I'm working with zip codes, which of course have leading zeros. I am correctly loading my dataframe to preserve the leading zeros in R, but the upload step seems to fail. Here's what I mean:
Here's my minimal.csv file:
zip,val
07030,10
10001,100
90210,1000
60602,10000
Here's the R code
require("bigrquery")
filename <- "minimal.csv"
tablename <- "as_STRING"
ds <- bq_dataset(project='myproject', dataset="zips")
I am also correctly setting the type in my schema to expect them as strings.
# first pass
df <- read.csv(filename, stringsAsFactors=F)
# > df
# zip val
# 1 7030 10
# 2 10001 100
# 3 90210 1000
# 4 60602 10000
# uh oh! Let's fix it!
cols <- unlist(lapply(df, class))
cols[[1]] <- "character" # make zipcode a character
# then reload
df2 <- read.csv(filename, stringsAsFactors=F, colClasses=cols)
# > df2
# zip val
# 1 07030 10
# 2 10001 100
# 3 90210 1000
# 4 60602 10000
# much better! You can see my zips are now strings.
However, when I try to upload strings, the bigrquery interface complains that I am uploading integers, which they are not. Here's the schema, expecting strings:
# create schema
bq_table_create(bq_table(ds, tablename), fields=df2) # using df2, which has strings
# now prove it got the strings right:
> bq_table_meta(bq_table(ds, tablename))$schema$fields
[[1]]
[[1]]$name
[1] "zip"
[[1]]$type
[1] "STRING" # GOOD, ZIP IS A STRING!
[[1]]$mode
[1] "NULLABLE"
[[2]]
[[2]]$name
[1] "val"
[[2]]$type
[1] "INTEGER"
[[2]]$mode
[1] "NULLABLE"
Now it's time to upload....
bq_table_upload(bq_table(ds, tablename), df2) # using df2, with STRINGS
Error: Invalid schema update. Field zip has changed type from STRING to INTEGER [invalid]
Huh? What is this invalid schema update, and how can I stop it from trying to change my strings, which the data contains, and the schema is, to integers, which my data does not contain, and which the schema is not?
Is there a javascript serialization that's happening and turning my strings back to integers?

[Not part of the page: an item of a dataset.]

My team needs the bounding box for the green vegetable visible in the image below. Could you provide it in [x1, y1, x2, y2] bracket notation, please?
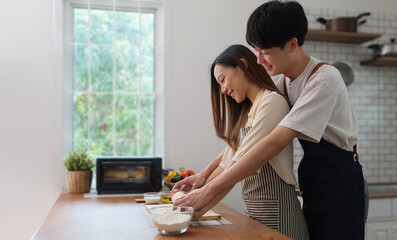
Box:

That is because BigQuery will auto-detect the schema when it is not specified. This could be solved by specifying fields
argument, like this (see this similar question for more details):
bq_table_upload(bq_table(ds, tablename), df2,fields = list(bq_field("zip", "string"),bq_field("val", "integer")))
UPDATE:
Looking into the code,bq_table_upload
is calling bq_perform_upload
, which take the argument fields
as schema. At the end, it parses the data frame
as JSON
file to upload it to the BigQuery.